Spesso inoltre si prova a catturare lo spettatore con scene particolarmente cruente o situazioni ad effetto che risultano forzate e compromettono irrimediabilmente il patto fruitivo. Un vero peccato alla luce delle interessanti tematiche del soggetto, che, nell’arco di una serie da dieci episodi, avrebbero sicuramente potuto trovare un interessante approfondimento.
A completare il quadro poco roseo si aggiunge uno sviluppo tecnico e artistico decisamente poco ispirato: tutto è tremendamente standard in Snowpiercer. La regia ne esce particolarmente male nel confronto impietoso con il film, ma anche la fotografia, il trucco, i costumi e il montaggio. Tutto qui è peggiore rispetto all’acclamata pellicola di Bong Joon-ho e la sensazione è di trovarsi spesso al cospetto di una versione “povera” dello stesso universo.
In linea di massima questo Snowpiercer ha il grosso difetto di non eccellere in nulla.

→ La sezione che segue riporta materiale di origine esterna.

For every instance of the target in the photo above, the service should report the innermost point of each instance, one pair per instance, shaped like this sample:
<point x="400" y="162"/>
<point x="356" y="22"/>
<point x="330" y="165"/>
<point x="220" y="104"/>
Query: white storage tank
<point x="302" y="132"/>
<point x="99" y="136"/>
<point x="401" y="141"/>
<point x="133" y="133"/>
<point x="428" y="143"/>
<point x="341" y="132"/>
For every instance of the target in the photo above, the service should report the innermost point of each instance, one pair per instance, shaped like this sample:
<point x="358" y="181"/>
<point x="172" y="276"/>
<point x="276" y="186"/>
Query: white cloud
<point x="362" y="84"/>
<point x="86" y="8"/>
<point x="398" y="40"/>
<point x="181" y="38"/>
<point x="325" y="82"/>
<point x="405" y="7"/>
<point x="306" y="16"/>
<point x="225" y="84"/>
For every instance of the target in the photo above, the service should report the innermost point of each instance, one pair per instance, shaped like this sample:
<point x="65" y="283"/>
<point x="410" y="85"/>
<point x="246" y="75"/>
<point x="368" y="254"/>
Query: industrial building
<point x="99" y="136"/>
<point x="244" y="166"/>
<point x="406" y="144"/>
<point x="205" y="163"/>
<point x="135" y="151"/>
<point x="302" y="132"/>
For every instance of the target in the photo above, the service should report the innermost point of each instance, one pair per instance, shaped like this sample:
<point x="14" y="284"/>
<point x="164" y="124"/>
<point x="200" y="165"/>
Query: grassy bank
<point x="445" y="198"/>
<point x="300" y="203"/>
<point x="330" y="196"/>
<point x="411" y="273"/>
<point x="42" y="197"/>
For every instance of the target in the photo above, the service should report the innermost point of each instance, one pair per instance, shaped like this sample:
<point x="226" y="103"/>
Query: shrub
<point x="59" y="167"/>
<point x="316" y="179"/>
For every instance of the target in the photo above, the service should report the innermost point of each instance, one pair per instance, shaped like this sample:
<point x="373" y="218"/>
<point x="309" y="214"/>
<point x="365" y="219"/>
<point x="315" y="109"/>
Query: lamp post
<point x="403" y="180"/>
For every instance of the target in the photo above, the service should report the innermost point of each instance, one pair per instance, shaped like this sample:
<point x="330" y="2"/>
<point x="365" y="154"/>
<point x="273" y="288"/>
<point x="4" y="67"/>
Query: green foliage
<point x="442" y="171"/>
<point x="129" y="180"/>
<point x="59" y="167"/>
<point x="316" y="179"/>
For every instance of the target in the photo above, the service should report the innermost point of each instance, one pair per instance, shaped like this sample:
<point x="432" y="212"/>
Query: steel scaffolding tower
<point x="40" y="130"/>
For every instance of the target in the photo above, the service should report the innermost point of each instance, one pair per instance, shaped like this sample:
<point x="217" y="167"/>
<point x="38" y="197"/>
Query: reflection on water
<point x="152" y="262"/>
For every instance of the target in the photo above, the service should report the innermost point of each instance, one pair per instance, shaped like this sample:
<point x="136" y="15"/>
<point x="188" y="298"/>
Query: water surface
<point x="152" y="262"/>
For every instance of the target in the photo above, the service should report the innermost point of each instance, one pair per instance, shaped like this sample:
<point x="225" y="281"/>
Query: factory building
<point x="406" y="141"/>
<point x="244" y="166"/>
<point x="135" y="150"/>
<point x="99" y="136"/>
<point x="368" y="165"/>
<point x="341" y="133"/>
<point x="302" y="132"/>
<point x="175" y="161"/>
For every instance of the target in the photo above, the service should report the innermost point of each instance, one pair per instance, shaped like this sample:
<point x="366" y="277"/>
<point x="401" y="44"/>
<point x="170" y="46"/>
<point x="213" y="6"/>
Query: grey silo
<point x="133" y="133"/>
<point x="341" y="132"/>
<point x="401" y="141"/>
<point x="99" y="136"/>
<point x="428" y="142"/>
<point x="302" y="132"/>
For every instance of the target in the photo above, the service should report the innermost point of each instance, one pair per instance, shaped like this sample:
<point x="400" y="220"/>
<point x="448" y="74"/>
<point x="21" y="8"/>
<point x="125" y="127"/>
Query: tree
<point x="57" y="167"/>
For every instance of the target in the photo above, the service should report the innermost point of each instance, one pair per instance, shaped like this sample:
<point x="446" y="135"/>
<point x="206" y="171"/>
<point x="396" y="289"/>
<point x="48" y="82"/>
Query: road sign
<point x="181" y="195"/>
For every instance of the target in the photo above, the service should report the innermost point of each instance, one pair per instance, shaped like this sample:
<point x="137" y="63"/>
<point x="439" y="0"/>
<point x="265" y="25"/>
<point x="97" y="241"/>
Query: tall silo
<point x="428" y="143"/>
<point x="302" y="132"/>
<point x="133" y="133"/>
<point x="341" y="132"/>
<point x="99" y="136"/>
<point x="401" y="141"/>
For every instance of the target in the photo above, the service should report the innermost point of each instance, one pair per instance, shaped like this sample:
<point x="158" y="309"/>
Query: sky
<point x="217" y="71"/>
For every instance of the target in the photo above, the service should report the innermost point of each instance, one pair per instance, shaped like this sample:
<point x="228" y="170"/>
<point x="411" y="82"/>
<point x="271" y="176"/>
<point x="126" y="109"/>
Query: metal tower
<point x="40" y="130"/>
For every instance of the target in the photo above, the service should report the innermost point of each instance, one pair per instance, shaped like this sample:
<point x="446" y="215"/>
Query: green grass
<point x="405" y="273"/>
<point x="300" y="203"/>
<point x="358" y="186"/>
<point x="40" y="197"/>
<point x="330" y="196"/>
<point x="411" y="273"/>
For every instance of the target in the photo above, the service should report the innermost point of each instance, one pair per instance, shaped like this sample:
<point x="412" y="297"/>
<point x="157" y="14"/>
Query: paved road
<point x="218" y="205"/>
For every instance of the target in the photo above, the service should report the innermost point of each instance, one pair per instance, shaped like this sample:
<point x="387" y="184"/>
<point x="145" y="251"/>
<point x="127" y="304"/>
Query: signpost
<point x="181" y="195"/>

La fotografia in particolare incappa in infelici scelte estetiche soprattutto nei flashback/momenti onirici, con filtri di cattivo gusto e degni di produzioni di serie b. Un po’ meglio le scenografie, seppur sostanzialmente desunte dalla pellicola. Anche queste però peccano talvolta di coerenza, con alcune carrozze che sembrano enormi rispetto all’ampiezza del treno e altre particolarmente anguste.
Discorso analogo per la computer grafica, davvero mediocre nella maggior parte dei casi e spesso incapace di restituire in maniera degna la desolazione di questo glaciale mondo post apocalittico.
In linea di massima, dunque, questo Snowpiercer ha il grosso difetto di non eccellere in nulla, anche se probabilmente senza l’inevitabile confronto con la pellicola il giudizio sulla serie sarebbe stato più positivo. Tuttavia ci troviamo di fronte ad un prodotto incapace di espandere l’ottimo soggetto e le interessanti tematiche alla base di questo universo narrativo, e sorprende che neppure il coinvolgimento dello stesso Bong Joon-ho, qui in veste di produttore, abbia saputo aggiungere valore ad un prodotto incapace di trovare una propria identità.
Se la seconda metà della stagione dovesse cambiare passo e riservarci sorprese saremo pronti ad aggiornare il nostro giudizio sullo show. Tuttavia al momento il nostro consiglio, qualora vi stiate approcciando per la prima volta all’universo narrativo di Snowpiercer, è senza dubbio quello di rivolgervi altrove.
Devi essere connesso per inviare un commento.
Davvero non ho capito l’inserimento della linea investigativa. Per il resto sono d’accordo con quanto scritto, la sensazione che lascia è di una certa natura “seriale” nel senso più dispregiativo del termine. Un’operazione alla René Ferretti, per la serie “la qualità c’ha rotto er cazzo”.